Provincial Court Judge Elizabeth Bayliff said something in Williams Lake a few weeks ago that has stuck in my heart ever since.
She was sentencing a local 30-something-aged man to serve a seven-day jail sentence.
The man struggles with alcohol.
Recently he’d been discovered by police passed out on the floorboards of a shack behind a pub.
The description of him lying there in the shack was heartbreaking, Bayliff told him.
“You are worth so much more than that,” she said, looking directly into his eyes.
Growing up our mom always said to us: “There but for the grace of God go I.”

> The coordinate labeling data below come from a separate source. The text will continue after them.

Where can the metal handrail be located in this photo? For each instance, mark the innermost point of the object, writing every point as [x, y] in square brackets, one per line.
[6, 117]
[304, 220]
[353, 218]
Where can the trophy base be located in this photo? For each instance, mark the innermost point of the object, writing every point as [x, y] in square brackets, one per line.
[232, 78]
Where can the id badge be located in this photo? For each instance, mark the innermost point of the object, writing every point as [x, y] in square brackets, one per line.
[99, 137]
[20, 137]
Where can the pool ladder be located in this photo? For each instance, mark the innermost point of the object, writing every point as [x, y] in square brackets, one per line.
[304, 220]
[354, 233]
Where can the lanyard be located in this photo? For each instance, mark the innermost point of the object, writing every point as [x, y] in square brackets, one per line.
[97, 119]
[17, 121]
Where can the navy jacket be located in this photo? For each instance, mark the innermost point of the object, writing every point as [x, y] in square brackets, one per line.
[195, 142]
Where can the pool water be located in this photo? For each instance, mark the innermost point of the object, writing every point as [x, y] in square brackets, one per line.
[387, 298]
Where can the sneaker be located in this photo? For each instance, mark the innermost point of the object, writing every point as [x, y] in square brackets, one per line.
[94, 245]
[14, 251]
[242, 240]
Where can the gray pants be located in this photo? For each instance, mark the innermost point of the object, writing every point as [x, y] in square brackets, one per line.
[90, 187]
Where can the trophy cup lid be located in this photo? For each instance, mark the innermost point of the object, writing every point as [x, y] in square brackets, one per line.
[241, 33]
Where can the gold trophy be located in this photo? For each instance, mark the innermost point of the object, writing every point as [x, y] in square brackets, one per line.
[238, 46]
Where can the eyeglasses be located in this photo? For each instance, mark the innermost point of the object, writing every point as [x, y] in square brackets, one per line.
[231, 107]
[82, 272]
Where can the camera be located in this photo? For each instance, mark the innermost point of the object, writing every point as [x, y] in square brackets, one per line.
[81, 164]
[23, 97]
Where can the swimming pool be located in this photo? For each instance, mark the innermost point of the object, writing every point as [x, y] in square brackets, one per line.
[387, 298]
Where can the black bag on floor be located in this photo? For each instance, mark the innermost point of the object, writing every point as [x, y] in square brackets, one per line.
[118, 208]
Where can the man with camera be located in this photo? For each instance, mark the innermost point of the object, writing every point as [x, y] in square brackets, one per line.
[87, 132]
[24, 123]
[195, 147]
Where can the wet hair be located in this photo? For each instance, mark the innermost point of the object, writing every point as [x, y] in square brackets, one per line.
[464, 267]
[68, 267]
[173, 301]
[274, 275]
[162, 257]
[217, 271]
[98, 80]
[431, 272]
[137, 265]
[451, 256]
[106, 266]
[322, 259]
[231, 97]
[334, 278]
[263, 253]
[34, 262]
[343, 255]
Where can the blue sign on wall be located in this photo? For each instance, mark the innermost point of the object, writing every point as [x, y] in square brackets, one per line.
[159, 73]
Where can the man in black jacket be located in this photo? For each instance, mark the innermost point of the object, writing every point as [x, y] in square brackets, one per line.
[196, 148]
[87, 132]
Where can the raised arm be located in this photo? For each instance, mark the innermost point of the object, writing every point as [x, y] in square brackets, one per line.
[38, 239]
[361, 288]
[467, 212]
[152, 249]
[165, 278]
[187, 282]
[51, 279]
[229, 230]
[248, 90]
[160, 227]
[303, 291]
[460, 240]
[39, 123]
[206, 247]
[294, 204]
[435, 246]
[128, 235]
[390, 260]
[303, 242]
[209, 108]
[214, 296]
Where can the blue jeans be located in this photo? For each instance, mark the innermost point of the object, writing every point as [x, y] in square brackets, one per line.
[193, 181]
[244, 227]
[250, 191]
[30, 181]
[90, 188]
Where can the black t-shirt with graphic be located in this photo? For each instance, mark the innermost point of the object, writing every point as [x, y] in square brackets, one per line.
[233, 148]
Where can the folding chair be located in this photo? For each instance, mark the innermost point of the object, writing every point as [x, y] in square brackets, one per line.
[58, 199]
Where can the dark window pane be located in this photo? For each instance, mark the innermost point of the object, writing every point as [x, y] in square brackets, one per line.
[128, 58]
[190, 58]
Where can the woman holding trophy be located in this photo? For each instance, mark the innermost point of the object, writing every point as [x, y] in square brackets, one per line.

It was her way of saying we shouldn’t judge anyone. That we should not think less of anyone, no matter what.
“You don’t know their story,” she insisted.

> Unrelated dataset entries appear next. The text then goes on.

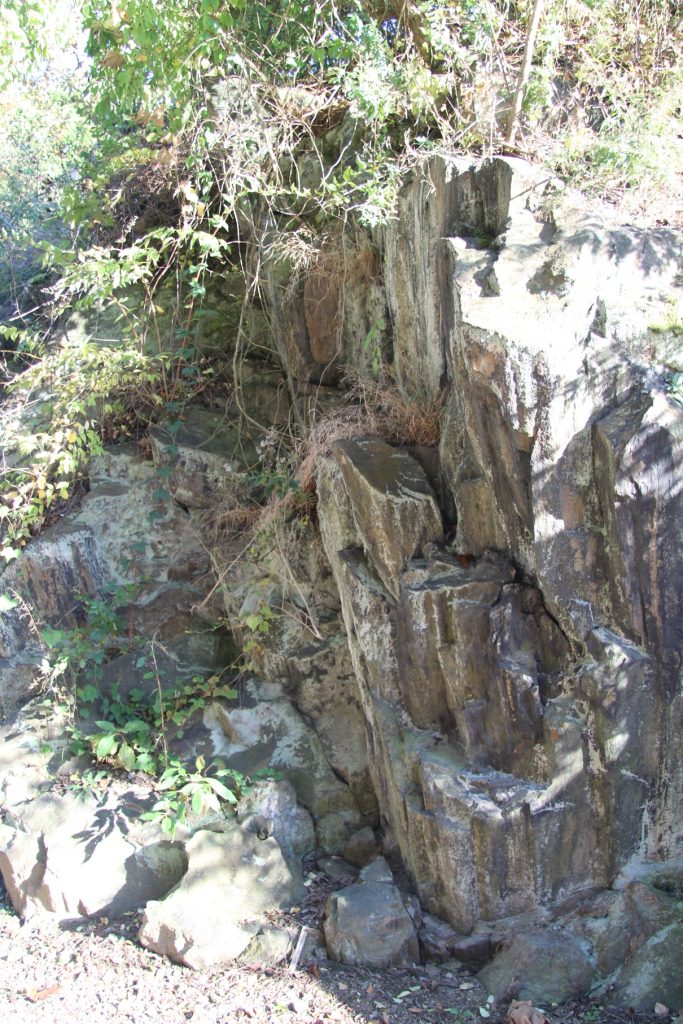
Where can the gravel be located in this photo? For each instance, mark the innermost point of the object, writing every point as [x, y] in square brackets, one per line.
[94, 972]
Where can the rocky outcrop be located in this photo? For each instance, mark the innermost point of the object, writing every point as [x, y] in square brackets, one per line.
[368, 923]
[480, 651]
[232, 879]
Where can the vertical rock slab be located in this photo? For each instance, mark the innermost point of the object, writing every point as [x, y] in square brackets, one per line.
[393, 506]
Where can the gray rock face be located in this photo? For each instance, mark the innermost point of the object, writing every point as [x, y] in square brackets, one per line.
[653, 973]
[367, 923]
[73, 859]
[521, 686]
[232, 879]
[540, 966]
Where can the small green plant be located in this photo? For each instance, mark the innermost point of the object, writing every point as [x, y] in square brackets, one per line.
[132, 732]
[201, 791]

And mom probably grew up hearing the same message from her mom.
One time during summer vacation in Vancouver, I told my Granny I’d seen women prostitutes on Davies Street.
My tone caused her to beetle over in her wheelchair, gently grab my arm, and look at me intently.
“You are not better than those women,” she told me. “You don’t know why they are on the streets.”
I was 10 years old. I knew she was right and was grateful she’d pointed that out to me.
A decade later when I moved to Winnipeg from Nelson where I grew up, I remember laughing the first time the wind blew on me while I was standing on that famous corner of Portage and Main.
It blew on everyone, no matter who they or we were, I realized.
This morning I read that being grateful helps us face the day more readily.
It helps because it makes us realize we are not totally self-made and totally self-sufficient on this earth.
As I look forward to celebrating my 53rd day of the turkey with my children and spouse, I hope I will remember to be grateful.
It’s an art and a challenge and it does take years.
People will say they don’t like receiving, they only like to give.
But when we let people give, we help make them feel worth something.
That day in court Bayliff gave that man something I hope made a difference.